É neste momento que é importante darmos conta de que temos uma obrigação de continuar o legado, porque se por um lado as hormonas da adolescência nos fazem querer "desligar" destas experiências, por outro lado apercebermo-nos ou sabermos de onde vimos, quem faz parte da nossa estória, quem fez parte de outras estórias, locais, coisas, pessoas, momentos tornam-nos nós, tornam-nos mais abertos ao que se passa ao nosso lado e ao quanto nós estamos todos ligados. Não só à nossa família imediata mas, também, à família que vamos construindo e aos amigos que vamos adquirindo e às estórias que vamos ouvindo e, mais tarde, contando. Se isto não for a fórmula de nos tornarmos pessoas mais abertas, pacientes e ponderadas, creio que a atual criança-adulta desta estória vai tentar provar-te o contrário. 

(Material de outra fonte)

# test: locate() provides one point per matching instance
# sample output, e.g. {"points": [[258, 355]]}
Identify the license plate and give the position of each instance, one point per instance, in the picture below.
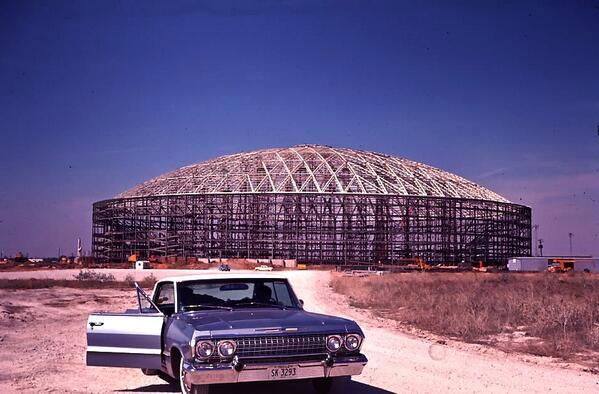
{"points": [[282, 372]]}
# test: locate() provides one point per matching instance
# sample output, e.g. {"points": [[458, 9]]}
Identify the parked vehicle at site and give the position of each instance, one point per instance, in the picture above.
{"points": [[263, 268], [226, 328]]}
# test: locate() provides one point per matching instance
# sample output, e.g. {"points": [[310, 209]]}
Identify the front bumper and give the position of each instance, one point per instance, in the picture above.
{"points": [[198, 374]]}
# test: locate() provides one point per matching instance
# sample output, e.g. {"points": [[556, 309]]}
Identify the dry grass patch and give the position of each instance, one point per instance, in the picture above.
{"points": [[544, 314]]}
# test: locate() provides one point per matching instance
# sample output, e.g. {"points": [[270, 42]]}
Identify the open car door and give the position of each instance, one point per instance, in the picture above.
{"points": [[132, 339]]}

Moral da estória: Era vez uma pequena menina, que agora já é grande, curiosamente não em altura mas em idade, e que vive na casa que era dos seus avós do outro lado do Tejo. Em adulta é muito raro existir só num lugar, porque, além da sua casa, aprendeu que estar com outras pessoas (ainda que à distância), partilhar momentos, ouvir, aprender e participar em estórias é tudo aquilo que acredita ser parte de uma missão importante. Pode parecer que isto é tudo um pouco rebuscado mas, quando ligamos a televisão e estamos 24h por dia a ouvir sobre a falta de humanidade de uns com os outros e a ver as consequências destrutivas da desconexão e falta de empatia de hoje em dia, talvez não faça mal tentar que se façam ouvir algumas estórias.